I’m sorry for the times that I was too quick to anger. Sometimes I have a short fuse and I don’t realize how angry and ridiculous I’m acting until it’s too late. I realize that during these times, I can find myself speaking out of anger, saying things that I don’t mean (sorry for when I called you a Mudblood, sis. I didn’t mean it).
I’m sorry when I’m in a bad mood for absolutely no reason and I take it out on those around me. It’s obviously not your fault that I woke up on the wrong side of the bed so there’s no reason for me to be putting the blame on you. My rude and spiteful comments are not needed yet there they are making their grand appearance.
I’m sorry for the (many) times I have been selfish. This is no excuse for my actions, but I am young and I am still learning. I’m still learning how to become a more selfless person and think more about those around me other than solely thinking of myself.
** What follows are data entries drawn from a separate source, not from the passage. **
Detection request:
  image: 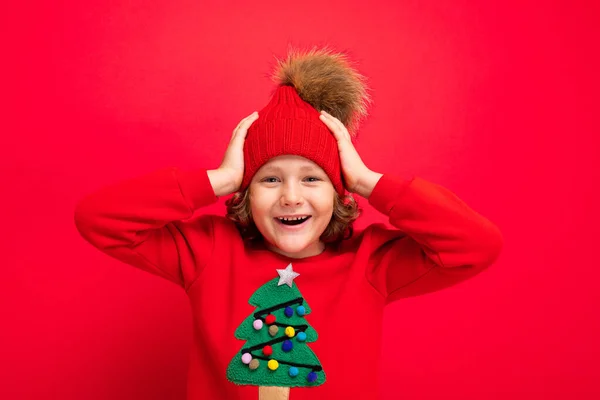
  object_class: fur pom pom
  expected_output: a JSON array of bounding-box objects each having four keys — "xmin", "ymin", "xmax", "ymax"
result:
[{"xmin": 273, "ymin": 47, "xmax": 371, "ymax": 138}]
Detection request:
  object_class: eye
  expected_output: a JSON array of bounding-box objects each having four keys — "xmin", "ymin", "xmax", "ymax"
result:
[
  {"xmin": 260, "ymin": 176, "xmax": 279, "ymax": 183},
  {"xmin": 305, "ymin": 176, "xmax": 322, "ymax": 182}
]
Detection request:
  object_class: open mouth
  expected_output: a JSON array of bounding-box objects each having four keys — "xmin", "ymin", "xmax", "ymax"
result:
[{"xmin": 275, "ymin": 215, "xmax": 311, "ymax": 226}]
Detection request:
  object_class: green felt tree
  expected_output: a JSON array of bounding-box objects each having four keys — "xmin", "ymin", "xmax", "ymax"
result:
[{"xmin": 227, "ymin": 264, "xmax": 325, "ymax": 387}]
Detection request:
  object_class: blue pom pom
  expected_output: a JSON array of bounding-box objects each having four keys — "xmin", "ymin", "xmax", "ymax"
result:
[{"xmin": 281, "ymin": 340, "xmax": 294, "ymax": 353}]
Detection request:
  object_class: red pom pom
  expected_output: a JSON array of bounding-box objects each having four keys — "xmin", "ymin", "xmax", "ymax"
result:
[{"xmin": 263, "ymin": 346, "xmax": 273, "ymax": 357}]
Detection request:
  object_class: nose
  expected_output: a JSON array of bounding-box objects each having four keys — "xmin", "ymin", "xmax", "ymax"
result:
[{"xmin": 280, "ymin": 182, "xmax": 304, "ymax": 207}]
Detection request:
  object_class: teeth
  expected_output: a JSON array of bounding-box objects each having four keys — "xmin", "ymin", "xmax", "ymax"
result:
[{"xmin": 278, "ymin": 217, "xmax": 308, "ymax": 221}]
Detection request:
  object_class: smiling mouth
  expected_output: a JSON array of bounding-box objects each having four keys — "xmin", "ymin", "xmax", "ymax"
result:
[{"xmin": 275, "ymin": 215, "xmax": 311, "ymax": 226}]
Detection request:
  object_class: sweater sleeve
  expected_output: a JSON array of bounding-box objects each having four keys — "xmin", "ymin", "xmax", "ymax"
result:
[
  {"xmin": 75, "ymin": 168, "xmax": 217, "ymax": 290},
  {"xmin": 367, "ymin": 175, "xmax": 503, "ymax": 302}
]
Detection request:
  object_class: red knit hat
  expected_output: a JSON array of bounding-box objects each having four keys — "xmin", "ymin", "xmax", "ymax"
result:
[{"xmin": 240, "ymin": 49, "xmax": 370, "ymax": 196}]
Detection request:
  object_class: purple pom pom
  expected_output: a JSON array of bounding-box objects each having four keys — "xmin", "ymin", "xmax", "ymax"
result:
[{"xmin": 281, "ymin": 340, "xmax": 294, "ymax": 353}]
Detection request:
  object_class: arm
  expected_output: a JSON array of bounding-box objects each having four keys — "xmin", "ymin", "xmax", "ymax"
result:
[
  {"xmin": 75, "ymin": 168, "xmax": 230, "ymax": 289},
  {"xmin": 362, "ymin": 174, "xmax": 502, "ymax": 302}
]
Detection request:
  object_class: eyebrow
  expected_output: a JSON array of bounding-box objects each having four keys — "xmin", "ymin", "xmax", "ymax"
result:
[{"xmin": 264, "ymin": 165, "xmax": 317, "ymax": 172}]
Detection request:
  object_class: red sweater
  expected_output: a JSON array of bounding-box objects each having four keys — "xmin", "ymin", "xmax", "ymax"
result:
[{"xmin": 75, "ymin": 168, "xmax": 502, "ymax": 400}]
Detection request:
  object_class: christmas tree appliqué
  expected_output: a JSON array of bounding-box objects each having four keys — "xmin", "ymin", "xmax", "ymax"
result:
[{"xmin": 227, "ymin": 264, "xmax": 325, "ymax": 387}]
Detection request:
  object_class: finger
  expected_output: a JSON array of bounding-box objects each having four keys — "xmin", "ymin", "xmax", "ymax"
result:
[
  {"xmin": 321, "ymin": 111, "xmax": 350, "ymax": 140},
  {"xmin": 320, "ymin": 114, "xmax": 350, "ymax": 141},
  {"xmin": 233, "ymin": 113, "xmax": 258, "ymax": 141},
  {"xmin": 232, "ymin": 111, "xmax": 258, "ymax": 140}
]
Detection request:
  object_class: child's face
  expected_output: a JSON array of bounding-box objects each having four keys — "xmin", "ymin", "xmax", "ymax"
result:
[{"xmin": 250, "ymin": 155, "xmax": 335, "ymax": 258}]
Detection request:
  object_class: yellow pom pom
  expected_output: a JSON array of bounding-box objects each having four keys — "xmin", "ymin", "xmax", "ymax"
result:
[{"xmin": 267, "ymin": 360, "xmax": 279, "ymax": 371}]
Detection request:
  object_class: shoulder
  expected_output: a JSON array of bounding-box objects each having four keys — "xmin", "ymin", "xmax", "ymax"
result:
[
  {"xmin": 340, "ymin": 223, "xmax": 406, "ymax": 252},
  {"xmin": 174, "ymin": 214, "xmax": 242, "ymax": 241}
]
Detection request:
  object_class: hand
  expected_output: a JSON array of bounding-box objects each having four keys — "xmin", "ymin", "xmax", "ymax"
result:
[
  {"xmin": 320, "ymin": 111, "xmax": 382, "ymax": 198},
  {"xmin": 208, "ymin": 111, "xmax": 258, "ymax": 196}
]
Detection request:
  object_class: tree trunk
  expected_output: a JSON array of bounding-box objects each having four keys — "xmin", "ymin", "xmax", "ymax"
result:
[{"xmin": 258, "ymin": 386, "xmax": 290, "ymax": 400}]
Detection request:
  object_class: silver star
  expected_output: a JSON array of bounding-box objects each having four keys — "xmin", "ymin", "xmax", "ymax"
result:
[{"xmin": 277, "ymin": 263, "xmax": 300, "ymax": 287}]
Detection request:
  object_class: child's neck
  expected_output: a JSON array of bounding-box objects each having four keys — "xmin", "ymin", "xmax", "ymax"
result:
[{"xmin": 265, "ymin": 241, "xmax": 325, "ymax": 258}]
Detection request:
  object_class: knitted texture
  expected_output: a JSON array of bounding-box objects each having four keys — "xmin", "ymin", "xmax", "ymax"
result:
[{"xmin": 240, "ymin": 86, "xmax": 345, "ymax": 196}]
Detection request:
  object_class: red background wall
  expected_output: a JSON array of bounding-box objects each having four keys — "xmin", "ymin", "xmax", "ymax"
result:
[{"xmin": 0, "ymin": 0, "xmax": 600, "ymax": 400}]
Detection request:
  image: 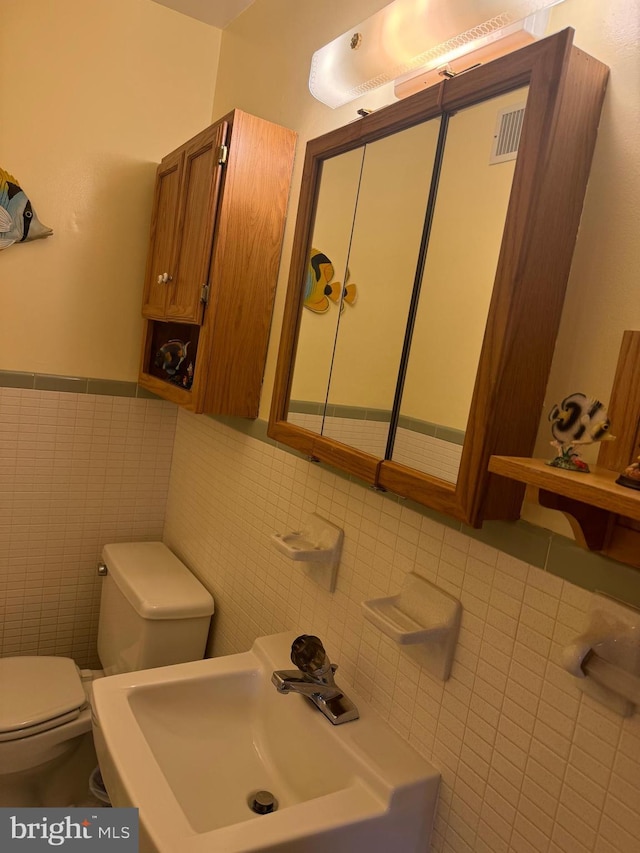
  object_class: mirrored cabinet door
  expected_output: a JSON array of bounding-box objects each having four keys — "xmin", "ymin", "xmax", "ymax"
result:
[
  {"xmin": 269, "ymin": 29, "xmax": 608, "ymax": 526},
  {"xmin": 322, "ymin": 119, "xmax": 440, "ymax": 457},
  {"xmin": 390, "ymin": 89, "xmax": 527, "ymax": 483},
  {"xmin": 287, "ymin": 146, "xmax": 365, "ymax": 435}
]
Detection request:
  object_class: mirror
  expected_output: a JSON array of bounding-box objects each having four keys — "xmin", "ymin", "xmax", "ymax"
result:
[
  {"xmin": 268, "ymin": 30, "xmax": 607, "ymax": 525},
  {"xmin": 288, "ymin": 119, "xmax": 440, "ymax": 456},
  {"xmin": 390, "ymin": 89, "xmax": 527, "ymax": 483}
]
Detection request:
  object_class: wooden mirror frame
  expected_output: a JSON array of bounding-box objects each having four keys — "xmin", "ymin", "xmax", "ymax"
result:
[{"xmin": 268, "ymin": 29, "xmax": 608, "ymax": 526}]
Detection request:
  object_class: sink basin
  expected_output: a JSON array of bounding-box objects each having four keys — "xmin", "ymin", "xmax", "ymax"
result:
[{"xmin": 93, "ymin": 633, "xmax": 440, "ymax": 853}]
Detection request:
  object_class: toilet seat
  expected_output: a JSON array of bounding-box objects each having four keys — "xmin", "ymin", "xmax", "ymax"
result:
[{"xmin": 0, "ymin": 656, "xmax": 87, "ymax": 742}]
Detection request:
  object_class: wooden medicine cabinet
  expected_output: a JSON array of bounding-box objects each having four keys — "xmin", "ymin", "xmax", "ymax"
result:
[
  {"xmin": 139, "ymin": 110, "xmax": 296, "ymax": 418},
  {"xmin": 269, "ymin": 29, "xmax": 608, "ymax": 526}
]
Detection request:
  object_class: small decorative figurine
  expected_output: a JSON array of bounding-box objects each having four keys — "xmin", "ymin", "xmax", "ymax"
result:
[
  {"xmin": 302, "ymin": 249, "xmax": 358, "ymax": 314},
  {"xmin": 616, "ymin": 456, "xmax": 640, "ymax": 490},
  {"xmin": 155, "ymin": 339, "xmax": 189, "ymax": 381},
  {"xmin": 0, "ymin": 167, "xmax": 53, "ymax": 249},
  {"xmin": 548, "ymin": 394, "xmax": 614, "ymax": 473}
]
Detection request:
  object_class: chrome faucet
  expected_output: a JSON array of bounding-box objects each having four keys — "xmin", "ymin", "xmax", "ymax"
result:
[{"xmin": 271, "ymin": 634, "xmax": 360, "ymax": 726}]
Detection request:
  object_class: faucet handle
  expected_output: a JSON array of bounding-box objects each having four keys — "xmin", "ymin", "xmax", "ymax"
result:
[{"xmin": 291, "ymin": 634, "xmax": 331, "ymax": 675}]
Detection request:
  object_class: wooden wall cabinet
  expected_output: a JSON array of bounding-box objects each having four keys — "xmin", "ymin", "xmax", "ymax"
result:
[
  {"xmin": 139, "ymin": 110, "xmax": 296, "ymax": 418},
  {"xmin": 269, "ymin": 29, "xmax": 608, "ymax": 526}
]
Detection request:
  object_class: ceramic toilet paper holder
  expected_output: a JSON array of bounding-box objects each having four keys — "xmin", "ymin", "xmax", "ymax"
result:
[{"xmin": 271, "ymin": 512, "xmax": 344, "ymax": 592}]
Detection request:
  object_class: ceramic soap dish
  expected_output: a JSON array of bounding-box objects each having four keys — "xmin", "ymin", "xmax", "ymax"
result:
[{"xmin": 362, "ymin": 572, "xmax": 462, "ymax": 681}]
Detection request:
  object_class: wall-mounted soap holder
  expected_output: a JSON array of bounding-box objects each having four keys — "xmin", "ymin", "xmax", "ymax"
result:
[
  {"xmin": 561, "ymin": 594, "xmax": 640, "ymax": 717},
  {"xmin": 271, "ymin": 512, "xmax": 344, "ymax": 592},
  {"xmin": 362, "ymin": 572, "xmax": 462, "ymax": 681}
]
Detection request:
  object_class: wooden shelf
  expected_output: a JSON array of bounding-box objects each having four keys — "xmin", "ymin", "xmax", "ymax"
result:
[
  {"xmin": 489, "ymin": 456, "xmax": 640, "ymax": 568},
  {"xmin": 489, "ymin": 456, "xmax": 640, "ymax": 521}
]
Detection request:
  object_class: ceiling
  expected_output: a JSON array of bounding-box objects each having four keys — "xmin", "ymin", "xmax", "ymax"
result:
[{"xmin": 154, "ymin": 0, "xmax": 254, "ymax": 30}]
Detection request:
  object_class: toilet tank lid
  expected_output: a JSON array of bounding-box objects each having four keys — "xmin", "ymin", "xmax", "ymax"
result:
[{"xmin": 102, "ymin": 542, "xmax": 213, "ymax": 619}]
I’m sorry that I play the victim from time to time. Sometimes I don’t see how someone else can be hurting when I’m also hurting. I see my issues and think those are the only ones that are important at that time. Again, still learning.
It’s inevitable that we will all fall victim to the not-so-great version of ourselves. The only thing we can do is to learn from these moments. Learn from them and don’t make the mistake of making them again. People will only stick around for so long before they realize that they don’t need to be treated that way. This goes out to everyone. We will all have our bad days, bad moments, even (heaven forbid) bad weeks.
But during these times, make sure that you’re not letting the worst of you get the best of you.